Boy Scout and Girl Scout programs, a major part of Nisei life before the war, were revived at Heart Mountain. Koyasan Troop 379 was the largest, but soon 13 Boy Scout Troops and one Girl Scout Troop had been reactivated. The rustic environment lent itself to Scouting-related activities, such as swimming, hiking, and recreational camping on the banks of the Shoshone River and around Heart Mountain. Scouts led the raising of the flag and Pledge of Allegiance each morning, and they had a drum and bugle corps and a drill team for girls. They held meetings and jamborees with scouts from nearby Powell and Cody. It was during one of these jamborees that Norman Mineta and Alan Simpson met as youngsters and became lifelong friends and political allies, both serving in Congress as elected representatives.

Initially, feelings of Wyoming residents upon the sudden arrival of thousands of Japanese Americans resembled the feelings of the rest of the country. Many in Park County wondered why a group the government deemed too dangerous to stay on the West Coast would be safer in their communities.

In Powell and Cody, shops, hotels, and restaurants displayed “No Japs Allowed” signs. The Wyoming legislature took action to stop Nisei incarcerees from voting in Wyoming. They also refused to grant us hunting and fishing licenses. 
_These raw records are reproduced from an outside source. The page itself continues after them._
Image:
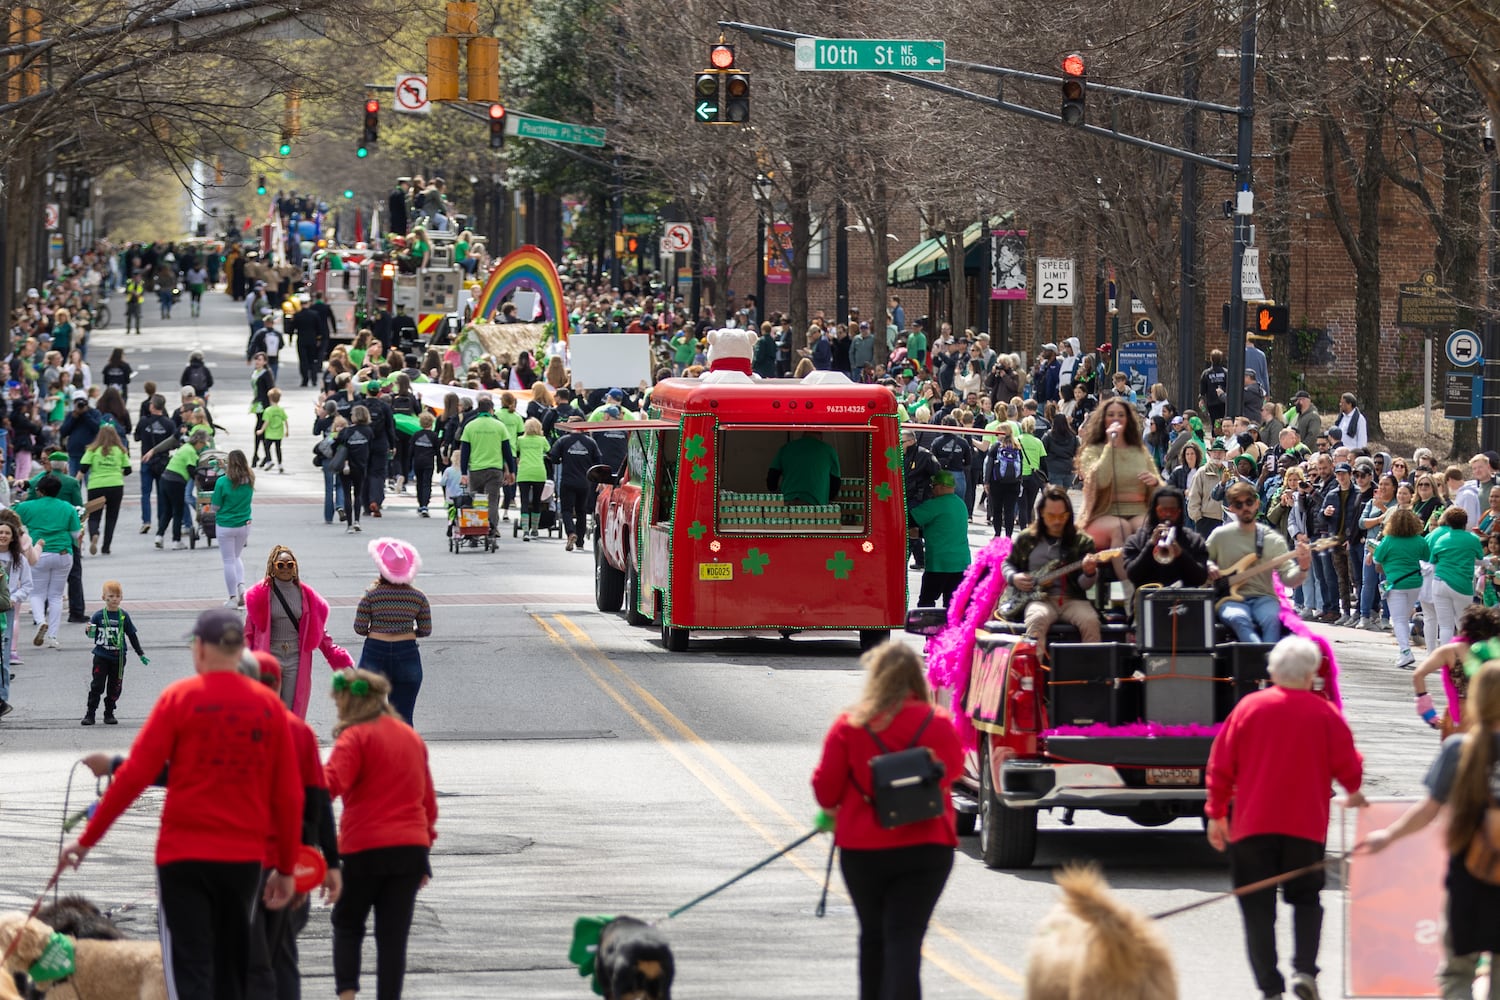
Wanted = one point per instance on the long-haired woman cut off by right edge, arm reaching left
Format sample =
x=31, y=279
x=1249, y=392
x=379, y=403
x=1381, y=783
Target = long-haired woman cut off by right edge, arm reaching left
x=1463, y=777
However, many in the region ultimately came to accept the Heart Mountain incarcerees who shopped and utilized services in nearby Cody and Powell. Residents were awarded special permits to leave the camp for shopping and temporary work. The camp was an economic boon to Park County, which may have helped local residents feel positively towards the Japanese Americans. The most visible legacy of Heart Mountain is the irrigation canal that incarcerees helped build. As restrictions began to ease, the incarcerees were given opportunities to move from the relocation center camp to work or go to college in the Midwest or the East. 

Heart Mountain didn’t close all at once. On December 17, 1944, the government announced that mass exclusion was no longer necessary and would end in January 1945. The next day, the WRA proclaimed: “All relocation centers will be closed within a period of six months to one year after the revocation of the exclusion orders.” They promised the incarcerated $25 and a train ticket anywhere in the U.S.

It took months for Heart Mountain to close. The incarcerees discovered, when released, that while the war was over, their struggle against prejudice was not. Racism was still very much alive in the United States, adding insult to injury as they tried desperately to rebuild their lives. Starting over was an incredibly difficult prospect. 

Only 2,000 people had left Heart Mountain by June 1945. Wyoming officials tried to discourage Japanese Americans from remaining in Wyoming and had earlier passed laws that prevented them from owning land and voting. Nevertheless, the last trainload of incarcerees left Heart Mountain on November 10, 1945.

After World War II, most of the land and residential barracks were sold to former servicemen and hopeful farmers. Driving along Highway 14A today, it is possible to spot barracks-shaped storage sheds and barns, reminders of a unique, albeit dark, period in our nation’s history.